These operations are planned to move ahead under the business rescue process.
In a Sens statement the JSE-listed company – which is currently suspended from trading due to a delay in publishing its latest financials – said that its debt levels are well in excess of what it can service after business recapitalisation plans took longer than expected.
Botswana, Mozambique and Zimbabwe sugar operations will be exempt from the rescue process as they remain financially sound. These three businesses are funded independently from the company and should be largely unaffected by the adverse circumstances affecting the company. This is according to the group.
Tongaat has faced significant challenges following years of high and increasing debt levels, alleged financial misstatements and historic mismanagement under previous leadership.
The new leadership team and board have worked since 2019 on delivering a turnaround strategy. Good progress was made on a variety of fronts, including realising cost savings and improving available funding. Debt, specifically, has been reduced by more than R6.6bn from a high of R11.7bn.
Despite the good progress, there is a shortfall in the company’s working capital facilities of approximately R1.5bn, largely driven by the impact of Covid-19 and the recent unrest in KwaZulu-Natal. This shortfall is necessary to fund the peak working capital requirements to complete the 2023 financial year.
The South African lender group has informed the company that they will not be able to continue supporting the company with additional funding in South Africa.
Without this funding, the board concluded that Tongaat is, or would be, facing "financial distress", as defined by the Companies Act and that the South African operations are no longer financially sustainable without further liquidity.
The board resolution and a sworn affidavit stating the reasons for going into business rescue have been filed with the Companies and Intellectual Property Commission (CIPC), with the finalisation of their processes in development.

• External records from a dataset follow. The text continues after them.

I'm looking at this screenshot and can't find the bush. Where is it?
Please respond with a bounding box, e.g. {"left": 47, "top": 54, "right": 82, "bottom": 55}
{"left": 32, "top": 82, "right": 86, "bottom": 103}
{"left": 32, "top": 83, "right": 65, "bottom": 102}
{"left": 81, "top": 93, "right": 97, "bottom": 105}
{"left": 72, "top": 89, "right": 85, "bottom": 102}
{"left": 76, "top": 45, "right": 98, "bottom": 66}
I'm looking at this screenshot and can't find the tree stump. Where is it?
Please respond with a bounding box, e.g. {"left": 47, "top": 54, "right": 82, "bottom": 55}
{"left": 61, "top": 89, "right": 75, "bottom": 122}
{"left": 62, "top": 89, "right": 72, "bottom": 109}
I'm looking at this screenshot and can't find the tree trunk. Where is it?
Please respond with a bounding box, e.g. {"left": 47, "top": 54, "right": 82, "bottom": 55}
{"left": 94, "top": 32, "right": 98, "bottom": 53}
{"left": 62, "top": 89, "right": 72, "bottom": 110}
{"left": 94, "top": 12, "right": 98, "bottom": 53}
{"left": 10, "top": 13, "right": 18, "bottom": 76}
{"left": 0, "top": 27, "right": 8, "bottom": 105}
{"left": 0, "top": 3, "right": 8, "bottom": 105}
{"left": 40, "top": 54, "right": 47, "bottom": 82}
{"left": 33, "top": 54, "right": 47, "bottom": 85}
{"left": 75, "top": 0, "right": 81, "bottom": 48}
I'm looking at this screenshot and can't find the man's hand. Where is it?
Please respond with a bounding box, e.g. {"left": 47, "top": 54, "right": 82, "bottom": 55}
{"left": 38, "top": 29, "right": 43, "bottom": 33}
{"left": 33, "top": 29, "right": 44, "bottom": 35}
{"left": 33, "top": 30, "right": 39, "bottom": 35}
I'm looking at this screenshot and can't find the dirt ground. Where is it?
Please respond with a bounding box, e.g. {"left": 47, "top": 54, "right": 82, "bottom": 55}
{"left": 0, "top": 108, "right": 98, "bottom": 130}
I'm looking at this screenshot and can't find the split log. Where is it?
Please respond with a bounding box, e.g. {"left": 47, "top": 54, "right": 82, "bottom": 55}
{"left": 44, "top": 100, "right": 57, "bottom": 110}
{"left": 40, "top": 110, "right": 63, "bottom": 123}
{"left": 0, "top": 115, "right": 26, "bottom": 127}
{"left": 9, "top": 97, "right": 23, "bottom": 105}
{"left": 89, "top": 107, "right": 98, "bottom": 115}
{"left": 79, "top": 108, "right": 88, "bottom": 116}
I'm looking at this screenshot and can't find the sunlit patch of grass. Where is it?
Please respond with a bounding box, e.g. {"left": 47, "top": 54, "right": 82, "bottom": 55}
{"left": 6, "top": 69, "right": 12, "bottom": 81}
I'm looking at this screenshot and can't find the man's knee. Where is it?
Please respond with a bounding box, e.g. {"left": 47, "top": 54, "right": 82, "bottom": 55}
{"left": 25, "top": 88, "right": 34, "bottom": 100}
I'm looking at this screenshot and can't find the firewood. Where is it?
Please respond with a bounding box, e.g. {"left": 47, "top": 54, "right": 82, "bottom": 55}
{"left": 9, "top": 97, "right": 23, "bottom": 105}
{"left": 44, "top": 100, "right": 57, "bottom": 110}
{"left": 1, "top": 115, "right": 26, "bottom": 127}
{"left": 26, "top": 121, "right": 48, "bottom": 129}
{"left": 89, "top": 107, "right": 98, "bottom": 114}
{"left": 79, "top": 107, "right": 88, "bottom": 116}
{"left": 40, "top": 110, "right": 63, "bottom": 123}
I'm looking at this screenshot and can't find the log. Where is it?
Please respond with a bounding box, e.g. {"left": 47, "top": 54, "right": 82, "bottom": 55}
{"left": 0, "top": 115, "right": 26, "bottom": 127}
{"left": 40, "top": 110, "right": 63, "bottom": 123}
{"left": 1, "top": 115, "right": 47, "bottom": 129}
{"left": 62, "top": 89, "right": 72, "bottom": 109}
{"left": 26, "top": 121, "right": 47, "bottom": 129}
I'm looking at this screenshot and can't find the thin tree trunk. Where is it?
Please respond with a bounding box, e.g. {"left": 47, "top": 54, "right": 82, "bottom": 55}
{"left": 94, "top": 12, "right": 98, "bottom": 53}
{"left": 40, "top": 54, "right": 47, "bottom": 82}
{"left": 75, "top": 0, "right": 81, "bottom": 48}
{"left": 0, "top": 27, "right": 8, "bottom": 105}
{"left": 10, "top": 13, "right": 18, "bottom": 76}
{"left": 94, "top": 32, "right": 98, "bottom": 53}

Peter Van den Steen, Trevor Murgatroyd and Gerhard Albertyn of Metis Strategic Advisors will be appointed as the business rescue practitioners.
Tongaat CEO Gavin Hudson says: "Although this is not the outcome we were hoping for, the start of business rescue is not the end for Tongaat Hulett’s South African operations. Business rescue provides a legal framework that allows business rescue practitioners to work with key stakeholders to find optimal solutions to our financial difficulties.
"Tongaat has a proud 130-year legacy and is a significant player in agriculture in South Africa. We have dedicated people working very hard to find the best way forward, and the leadership team is committed to working closely with the business rescue practitioners to ensure a successful outcome to the restructuring of the company that protects those associated with Tongaat."
While the company has interest from both existing shareholders and potential new equity investors to support the recapitalisation and retain its existing operating footprint, no one has been able to provide the total funds required within the time needed to do so.